All of this increase in pleasure and decrease in guilt has occured despite the dramatic uptick in Christian right guilt-tripping over sex and pushing the idea that virginity equals purity. Even as Britney Spears and Jessica Simpson were making big public fusses over how they were supposedly virgins, ordinary young women were refusing to feel guilty about sex. The Bush administration tied sex education funding from the federal government to the requirement that schools shun contraception education to push the silly idea that everyone should wait to have sex until marriage, but young women bucked that pressure by having better, less guilty first times at sexual intercourse.

Now, it is possible that all the virginity pressure slowed down the rates of improvement. After all, having to take off that virginity ring in order to have sex was bound to invoke some guilt in women who otherwise wouldn’t have felt bad about sex. (What the virginity rings didn’t do, however, was actually cause young women to wait until marriage. A few did, but by and large , most virginity pledgers also have premarital sex, just like their non-pledger peers.) The most all this guilt-tripping about sex did was slow down a general trend. Overall, the numbers show that women are rejecting the idea that they should want to be virgins and that they should hang onto that status out of fear that they’re somehow spoiled if they have sex.

That’s good, because it just so happens to be true: There’s nothing wrong with not being a virgin. After all, 95 percent of Americans have had premarital sex, and the world has not stopped spinning on its axis. In fact, the truly harmful behavior may actually be putting a premium on virginity. The myth that virgins are somehow “pure” and that a man takes something from a woman by having sex with her can do immense damage to women’s self-esteem, even if they do follow all the arbitrary rules and wait until marriage to have sex.

Earlier this month, the writer Samantha Pugsley, writing for XO Jane, described the serious damage done to her life and her marriage by her “choice,” made when she was a mere 10 years old, to take a virginity pledge, a pledge she actually kept by waiting until her wedding night to have sex. Despite Christian propaganda pushing the idea that waiting until marriage leads to better sex, Pugsley found that her feelings of awkwardness and guilt about sex persisted even after the ring on her finger supposedly made sex okay. “Everyone knew my virginity was gone. My parents, my church, my friends, my co-workers,” she writes, adding that she felt “soiled.” “My virginity had become such an essential part of my personality that I didn’t know who I was without it.”

Eventually, her misery around sex caused Pugsley to get help and eventually come around to seeing that “the entire concept of virginity is used to control female sexuality.” But the concept of virginity and the idea that women who “lose” it are somehow spoiled and should be ashamed has ramifications beyond just the individual damage done to women’s psyches and relationships.

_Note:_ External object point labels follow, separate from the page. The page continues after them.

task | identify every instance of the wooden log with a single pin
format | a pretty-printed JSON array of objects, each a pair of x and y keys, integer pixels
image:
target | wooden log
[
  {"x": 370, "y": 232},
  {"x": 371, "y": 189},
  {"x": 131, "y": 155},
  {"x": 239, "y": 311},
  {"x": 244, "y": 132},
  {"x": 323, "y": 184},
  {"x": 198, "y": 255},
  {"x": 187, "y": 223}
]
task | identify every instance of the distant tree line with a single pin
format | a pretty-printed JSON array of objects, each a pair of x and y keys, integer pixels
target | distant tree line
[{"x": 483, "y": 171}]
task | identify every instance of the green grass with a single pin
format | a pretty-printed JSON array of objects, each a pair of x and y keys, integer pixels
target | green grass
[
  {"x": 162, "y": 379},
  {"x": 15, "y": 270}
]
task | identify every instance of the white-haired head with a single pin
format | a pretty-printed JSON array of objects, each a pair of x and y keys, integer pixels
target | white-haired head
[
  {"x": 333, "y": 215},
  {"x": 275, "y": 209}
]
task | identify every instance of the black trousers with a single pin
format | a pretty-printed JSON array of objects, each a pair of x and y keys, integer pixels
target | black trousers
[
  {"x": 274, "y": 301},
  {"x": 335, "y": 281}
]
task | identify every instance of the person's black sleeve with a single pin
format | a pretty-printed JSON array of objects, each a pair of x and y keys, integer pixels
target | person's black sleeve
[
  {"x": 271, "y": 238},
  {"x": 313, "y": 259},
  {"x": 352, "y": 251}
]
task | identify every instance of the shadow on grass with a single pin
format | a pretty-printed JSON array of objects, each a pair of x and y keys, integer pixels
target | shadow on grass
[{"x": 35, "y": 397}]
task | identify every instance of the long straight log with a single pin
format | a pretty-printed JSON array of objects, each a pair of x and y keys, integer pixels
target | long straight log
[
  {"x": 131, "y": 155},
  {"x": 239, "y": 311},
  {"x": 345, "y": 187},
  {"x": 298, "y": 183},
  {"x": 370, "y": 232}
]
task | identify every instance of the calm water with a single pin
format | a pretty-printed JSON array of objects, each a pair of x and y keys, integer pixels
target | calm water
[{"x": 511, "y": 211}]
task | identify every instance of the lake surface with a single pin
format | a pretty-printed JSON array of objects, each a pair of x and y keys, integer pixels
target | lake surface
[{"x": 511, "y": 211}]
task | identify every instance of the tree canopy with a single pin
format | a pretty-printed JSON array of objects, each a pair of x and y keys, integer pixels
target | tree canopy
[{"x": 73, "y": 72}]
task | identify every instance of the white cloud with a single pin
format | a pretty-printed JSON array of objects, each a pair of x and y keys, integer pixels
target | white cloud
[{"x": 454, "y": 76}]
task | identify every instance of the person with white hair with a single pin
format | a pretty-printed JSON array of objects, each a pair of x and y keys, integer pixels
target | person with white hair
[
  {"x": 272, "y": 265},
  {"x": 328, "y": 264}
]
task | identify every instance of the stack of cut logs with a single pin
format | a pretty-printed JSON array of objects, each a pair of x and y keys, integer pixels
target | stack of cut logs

It’s not a stretch to say that much of the Christian right’s current activism is built around the idea that women–at least single women–should remain virgins. The relentless attacks on abortion access, the fight to remove contraception from the list of mandatory services covered by insurance, and the increasing attacks on family planning clinics all go back to this idea that women who choose to have sex outside of the narrow parameters set by the religious right are bad girls who need to be punished. (Yes, married women use contraception and abortion services, but that just goes to show how much the guilt-tripping about sex hurts even women who supposedly have permission from the Christian God to have sex.) Even the right-wing obsession with women who have children “out of wedlock” goes back to the idea that a woman who has sex is used up and worth less than a woman who hasn’t had sex.

So it’s a good thing, for women’s individual lives and for society as a whole, if women are shrugging off efforts to make them feel bad for having sex. There’s still a lot more work to be done, but this new research shows that the trends are heading in the right direction.